Studio album by King Gnu
- Released: January 15, 2020
- Genre: J-pop; alternative rock;
- Length: 36:48
- Label: Ariola Japan
- Producer: Daiki Tsuneta

King Gnu chronology
| Sympa (2019) | Ceremony (2020) |  |

= Ceremony (King Gnu album) =

2020 studio album by King Gnu

Ceremony is the third studio album by Japanese alternative rock band King Gnu. It was released on January 15, 2020, by Ariola Japan. All songs were composed by the group's frontman, Daiki Tsuneta. Built on the group's alternative rock sound, the album's genre-spanning production incorporates hip hop, soul, and classical. Ceremony was a commercial success, peaking atop the Japanese Oricon albums chart, the Billboard Japan albums chart, and was one of the 10 best-selling albums of 2020 worldwide.

== Release ==
Ceremony was released on January 15, 2020, by Ariola Japan. It was available on two formats: CD, and CD+Blu-ray. Ceremony, along with King Gnu's previous studio albums Tokyo Rendez-Vous and Sympa, was released on vinyl on December 2, 2020.

== Awards ==
Ceremony was one of the award-winning albums at the 2021 CD Shop Awards. It was one of the "five best albums" at the 2021 Japan Gold Disc Awards.
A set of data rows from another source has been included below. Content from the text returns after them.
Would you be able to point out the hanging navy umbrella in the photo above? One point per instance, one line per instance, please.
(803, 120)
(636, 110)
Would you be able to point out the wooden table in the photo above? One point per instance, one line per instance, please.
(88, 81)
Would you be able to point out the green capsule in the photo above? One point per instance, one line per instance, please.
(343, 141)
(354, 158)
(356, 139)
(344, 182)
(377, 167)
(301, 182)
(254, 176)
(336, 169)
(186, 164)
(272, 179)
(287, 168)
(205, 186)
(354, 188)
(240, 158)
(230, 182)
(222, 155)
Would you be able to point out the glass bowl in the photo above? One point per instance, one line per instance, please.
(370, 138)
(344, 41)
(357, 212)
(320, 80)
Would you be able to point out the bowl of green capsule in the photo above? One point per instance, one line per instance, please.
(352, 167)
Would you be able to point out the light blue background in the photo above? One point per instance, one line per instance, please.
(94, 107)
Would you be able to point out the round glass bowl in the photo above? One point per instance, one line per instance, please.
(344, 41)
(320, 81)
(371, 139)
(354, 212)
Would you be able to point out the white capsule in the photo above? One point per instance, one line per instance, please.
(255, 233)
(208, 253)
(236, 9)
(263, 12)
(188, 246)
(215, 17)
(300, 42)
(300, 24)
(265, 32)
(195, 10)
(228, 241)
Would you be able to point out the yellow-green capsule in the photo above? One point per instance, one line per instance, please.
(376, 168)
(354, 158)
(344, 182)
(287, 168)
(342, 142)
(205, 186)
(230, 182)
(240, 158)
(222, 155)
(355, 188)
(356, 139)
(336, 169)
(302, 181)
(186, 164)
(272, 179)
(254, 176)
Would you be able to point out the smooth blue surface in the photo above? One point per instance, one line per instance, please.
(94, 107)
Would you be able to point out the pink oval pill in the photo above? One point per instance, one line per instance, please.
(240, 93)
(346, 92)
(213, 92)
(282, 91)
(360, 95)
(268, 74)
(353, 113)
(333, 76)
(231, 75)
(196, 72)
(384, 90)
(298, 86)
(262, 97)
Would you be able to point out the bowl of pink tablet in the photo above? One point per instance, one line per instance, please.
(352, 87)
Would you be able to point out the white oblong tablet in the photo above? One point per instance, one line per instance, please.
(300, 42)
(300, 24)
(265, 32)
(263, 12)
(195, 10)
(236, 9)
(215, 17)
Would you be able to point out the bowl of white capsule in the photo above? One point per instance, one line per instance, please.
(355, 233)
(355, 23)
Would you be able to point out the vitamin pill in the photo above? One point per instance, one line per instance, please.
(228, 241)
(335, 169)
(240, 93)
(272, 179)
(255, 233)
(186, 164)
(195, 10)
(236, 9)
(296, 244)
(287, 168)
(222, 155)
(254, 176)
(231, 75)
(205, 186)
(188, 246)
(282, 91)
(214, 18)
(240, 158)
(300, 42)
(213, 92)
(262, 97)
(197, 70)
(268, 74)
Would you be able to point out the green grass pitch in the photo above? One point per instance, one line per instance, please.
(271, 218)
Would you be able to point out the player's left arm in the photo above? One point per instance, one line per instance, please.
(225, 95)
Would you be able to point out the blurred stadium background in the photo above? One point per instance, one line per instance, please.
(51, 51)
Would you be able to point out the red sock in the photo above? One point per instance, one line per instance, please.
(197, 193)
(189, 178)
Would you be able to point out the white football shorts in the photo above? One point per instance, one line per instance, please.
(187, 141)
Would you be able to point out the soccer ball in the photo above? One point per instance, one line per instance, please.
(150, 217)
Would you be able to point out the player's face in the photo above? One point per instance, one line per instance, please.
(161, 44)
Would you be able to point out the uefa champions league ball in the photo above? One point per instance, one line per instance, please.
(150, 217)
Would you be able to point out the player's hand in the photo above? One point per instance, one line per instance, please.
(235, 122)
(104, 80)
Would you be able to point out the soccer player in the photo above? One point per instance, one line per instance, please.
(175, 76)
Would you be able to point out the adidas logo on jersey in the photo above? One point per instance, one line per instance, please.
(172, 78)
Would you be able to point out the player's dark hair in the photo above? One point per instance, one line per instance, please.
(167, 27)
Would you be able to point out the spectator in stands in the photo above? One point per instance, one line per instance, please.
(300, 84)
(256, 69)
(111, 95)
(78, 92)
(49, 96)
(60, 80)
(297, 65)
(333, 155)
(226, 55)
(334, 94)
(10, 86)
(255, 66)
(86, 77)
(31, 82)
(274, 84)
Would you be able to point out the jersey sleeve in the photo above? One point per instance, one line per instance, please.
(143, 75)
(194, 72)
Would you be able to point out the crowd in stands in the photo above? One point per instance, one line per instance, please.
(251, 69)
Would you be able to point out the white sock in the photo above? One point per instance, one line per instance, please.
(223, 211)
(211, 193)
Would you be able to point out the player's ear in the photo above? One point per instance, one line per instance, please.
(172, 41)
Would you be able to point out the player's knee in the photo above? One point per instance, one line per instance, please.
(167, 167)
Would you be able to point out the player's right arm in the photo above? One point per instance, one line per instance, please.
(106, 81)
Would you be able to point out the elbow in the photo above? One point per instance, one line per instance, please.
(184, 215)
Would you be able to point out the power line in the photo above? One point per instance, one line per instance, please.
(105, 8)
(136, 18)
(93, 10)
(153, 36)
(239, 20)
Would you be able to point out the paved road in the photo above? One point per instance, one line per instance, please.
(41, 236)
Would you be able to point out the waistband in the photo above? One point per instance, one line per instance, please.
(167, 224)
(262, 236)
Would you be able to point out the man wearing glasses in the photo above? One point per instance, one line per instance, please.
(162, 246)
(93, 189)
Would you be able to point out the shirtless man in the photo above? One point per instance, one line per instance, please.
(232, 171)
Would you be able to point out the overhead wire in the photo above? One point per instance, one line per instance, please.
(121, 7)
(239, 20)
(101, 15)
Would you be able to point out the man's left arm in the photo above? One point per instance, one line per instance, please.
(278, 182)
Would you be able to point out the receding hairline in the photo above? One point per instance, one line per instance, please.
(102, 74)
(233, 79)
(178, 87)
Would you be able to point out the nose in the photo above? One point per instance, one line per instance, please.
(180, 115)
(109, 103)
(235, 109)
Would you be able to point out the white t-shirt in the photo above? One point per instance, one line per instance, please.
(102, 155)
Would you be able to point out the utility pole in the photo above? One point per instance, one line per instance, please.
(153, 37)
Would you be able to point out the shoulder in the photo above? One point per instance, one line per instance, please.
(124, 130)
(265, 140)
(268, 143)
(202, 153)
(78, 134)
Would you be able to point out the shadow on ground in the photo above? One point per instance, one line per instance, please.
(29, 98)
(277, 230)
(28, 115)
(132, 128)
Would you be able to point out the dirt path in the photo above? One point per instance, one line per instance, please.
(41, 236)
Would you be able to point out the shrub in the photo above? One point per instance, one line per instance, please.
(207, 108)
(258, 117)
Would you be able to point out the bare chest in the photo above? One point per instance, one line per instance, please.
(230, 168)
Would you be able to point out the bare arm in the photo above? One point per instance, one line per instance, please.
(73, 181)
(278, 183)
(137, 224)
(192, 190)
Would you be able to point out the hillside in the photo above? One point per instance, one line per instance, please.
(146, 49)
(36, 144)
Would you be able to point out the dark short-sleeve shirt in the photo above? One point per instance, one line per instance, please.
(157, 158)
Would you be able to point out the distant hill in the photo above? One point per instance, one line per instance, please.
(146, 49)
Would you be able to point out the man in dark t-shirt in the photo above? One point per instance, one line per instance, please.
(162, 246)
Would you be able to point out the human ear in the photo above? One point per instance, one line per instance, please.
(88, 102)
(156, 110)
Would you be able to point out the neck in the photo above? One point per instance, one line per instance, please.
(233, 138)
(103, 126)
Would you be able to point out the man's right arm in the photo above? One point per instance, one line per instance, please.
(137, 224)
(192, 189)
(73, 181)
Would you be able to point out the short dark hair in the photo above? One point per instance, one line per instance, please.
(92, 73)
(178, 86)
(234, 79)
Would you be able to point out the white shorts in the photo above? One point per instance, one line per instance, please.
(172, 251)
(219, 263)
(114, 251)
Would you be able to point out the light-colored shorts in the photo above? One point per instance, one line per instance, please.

== Commercial performance ==
Ceremony debuted at number one on the Japanese Oricon albums chart, with first-week sales of 238,000 physical copies and 30,000 digital copies. The album spent 18 weeks in the top 10 of Billboard Japans Hot Albums Chart, including four weeks at number one on the component Download Albums Chart.

== Track listing ==

Ceremony track listing
| No. | Title | Length |
|---|---|---|
| 1. | "Kaikai-shiki" (開会式; "Opening Ceremony") | 0:48 |
| 2. | "Doron" (どろん) | 3:02 |
| 3. | "Teenager Forever" | 3:09 |
| 4. | "Humor" (ユーモア) | 3:27 |
| 5. | "Hakujitsu" (白日) | 4:36 |
| 6. | "Maku-ai" (幕間; "Interlude") | 0:56 |
| 7. | "Hikōtei" (飛行艇) | 4:20 |
| 8. | "Chīsana Waku-sei" (小さな惑星; "Small Planet") | 2:31 |
| 9. | "Overflow" | 3:21 |
| 10. | "Kasa" (傘; "Umbrella") | 3:23 |
| 11. | "Danjo" (壇上) | 5:40 |
| 12. | "Heikai-shiki" (閉会式; "Closing Ceremony") | 1:29 |
| Total length: |  | 36:48 |

==Charts==
===Weekly charts===

Weekly chart performance of Ceremony
| Chart (2020) | Peak position |
|---|---|
| Japan Hot Albums (Billboard Japan) | 1 |
| Japanese Albums (Oricon) | 1 |

===Year-end charts===

2020 year-end chart performance of Ceremony
| Chart (2020) | Position |
|---|---|
| Japan Hot Albums (Billboard Japan) | 2 |
| Japanese Albums (Oricon) | 6 |

==Certifications and sales==

| Region | Certification | Certified units/sales |
| Japan (RIAJ) | 2× Platinum | 500,000^{^} |
| Japan (RIAJ) | Gold | 100,000^{*} |
Summaries
| Worldwide | — | 1,000,000 |
^{*} Sales figures based on certification alone. ^{^} Shipments figures based on certification alone.